Breast MRI

Traditionally, an MRI (Magnetic Resonance Imaging) produces images of organs and soft tissue throughout the body using magnetic fields and radiofrequency waves. It occasionally requires an intravenous injection of contrast medium into a vein, to create clearer images.

It is now becoming a well-established imaging tool for the breast, in addition to mammography and breast ultrasound.

It may be helpful for patients who have;

• a high risk of breast cancer or
• newly diagnosed breast cancer or
• unresolved suspicious areas on other imaging or
• suspected rupture of breast implants or
• cancer in axillary lymph nodes, with an unknown primary tumour.

Please advise us beforehand

If you have any metal implants of any kind, eg joint replacements.

If you have a pacemaker or neurostimulator implanted.

If you have worked with metal.

If you have renal impairment.

If you have significant claustrophobia.

If you are or may be pregnant.

If you have had any reaction to a contrast injection given for a previous MRI scan.

We will ask you to complete a questionnaire before the examination, and sign a consent to the contrast injection if it is required for your examination.

Preparation

Refer to your local practice for specific preparation

Special precautions

Allergic reactions to contrast material can occur but significant reactions are rare, and generally respond to adrenaline. Our staff members are equipped and trained to treat contrast reactions. Some scans create a slight sensation of heating. There are no adverse effects to the magnetic fields or radio waves used to generate the images.

What happens during the procedure

You will lay face-down for about 40 minutes in an MRI unit. An intravenous injection of intravenous gadolinium is given to highlight blood vessels. Analysis of images can sometimes be complex, and usually 2 radiologists report the studies.

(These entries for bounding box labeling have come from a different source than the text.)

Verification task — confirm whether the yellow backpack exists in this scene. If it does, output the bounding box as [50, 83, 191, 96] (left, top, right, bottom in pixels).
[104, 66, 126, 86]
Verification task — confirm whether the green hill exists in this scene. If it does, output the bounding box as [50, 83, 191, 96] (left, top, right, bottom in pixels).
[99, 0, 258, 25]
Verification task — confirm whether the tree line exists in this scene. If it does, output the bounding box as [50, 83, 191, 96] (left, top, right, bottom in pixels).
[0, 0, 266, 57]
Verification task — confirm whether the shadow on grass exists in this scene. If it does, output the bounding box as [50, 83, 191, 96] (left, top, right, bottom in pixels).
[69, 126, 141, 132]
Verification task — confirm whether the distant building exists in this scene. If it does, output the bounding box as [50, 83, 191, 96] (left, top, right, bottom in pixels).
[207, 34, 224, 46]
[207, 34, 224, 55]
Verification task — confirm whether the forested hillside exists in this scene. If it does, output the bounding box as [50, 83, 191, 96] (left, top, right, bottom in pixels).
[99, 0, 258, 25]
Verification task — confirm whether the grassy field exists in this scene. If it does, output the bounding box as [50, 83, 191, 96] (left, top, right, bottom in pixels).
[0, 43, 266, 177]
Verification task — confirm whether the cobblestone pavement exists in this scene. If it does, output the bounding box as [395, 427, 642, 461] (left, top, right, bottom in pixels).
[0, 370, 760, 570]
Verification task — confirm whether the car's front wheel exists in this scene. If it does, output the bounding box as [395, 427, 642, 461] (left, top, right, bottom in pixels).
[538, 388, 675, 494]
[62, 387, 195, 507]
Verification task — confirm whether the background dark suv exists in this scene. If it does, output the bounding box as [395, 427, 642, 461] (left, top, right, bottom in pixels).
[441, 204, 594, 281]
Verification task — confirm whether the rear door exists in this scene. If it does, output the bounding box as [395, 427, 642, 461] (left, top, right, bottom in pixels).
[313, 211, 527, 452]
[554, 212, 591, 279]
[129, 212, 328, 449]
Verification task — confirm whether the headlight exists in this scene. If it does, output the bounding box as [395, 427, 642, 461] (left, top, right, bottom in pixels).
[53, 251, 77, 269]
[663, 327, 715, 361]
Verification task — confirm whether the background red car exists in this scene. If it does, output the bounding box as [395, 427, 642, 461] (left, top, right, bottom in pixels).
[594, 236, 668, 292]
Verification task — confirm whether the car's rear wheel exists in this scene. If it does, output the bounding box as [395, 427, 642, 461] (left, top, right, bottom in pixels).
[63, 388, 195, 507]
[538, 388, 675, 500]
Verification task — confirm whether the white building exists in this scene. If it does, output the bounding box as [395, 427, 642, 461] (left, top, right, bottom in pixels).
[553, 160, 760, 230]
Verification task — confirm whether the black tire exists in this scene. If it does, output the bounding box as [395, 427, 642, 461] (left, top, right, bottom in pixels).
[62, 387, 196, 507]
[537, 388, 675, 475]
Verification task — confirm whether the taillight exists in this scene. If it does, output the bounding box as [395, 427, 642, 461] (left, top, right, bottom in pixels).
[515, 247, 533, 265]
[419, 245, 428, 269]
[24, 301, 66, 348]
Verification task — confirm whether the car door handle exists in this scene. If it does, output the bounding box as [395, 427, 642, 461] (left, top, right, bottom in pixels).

During the scan, the breast is constrained but not compressed as it is in mammography. However, it is important that you remain quite still.

How long does it take?

A breast MRI takes approx 40-50 minutes.

After your examination

There are no restrictions after having a breast MRI.

Your images and report

After your examination, the most pertinent images from your study will be available on the myPRP patient portal. A report, along with the images will be sent directly to your referring doctor. PRP will store digital copies of all studies on our secure database for comparison with any future examinations.
 
Please bring any previous X-rays with you.
 
It is important that you return to your doctor with your examination results. Whether they are normal or abnormal, your doctor needs to know promptly so that a management plan can be formulated.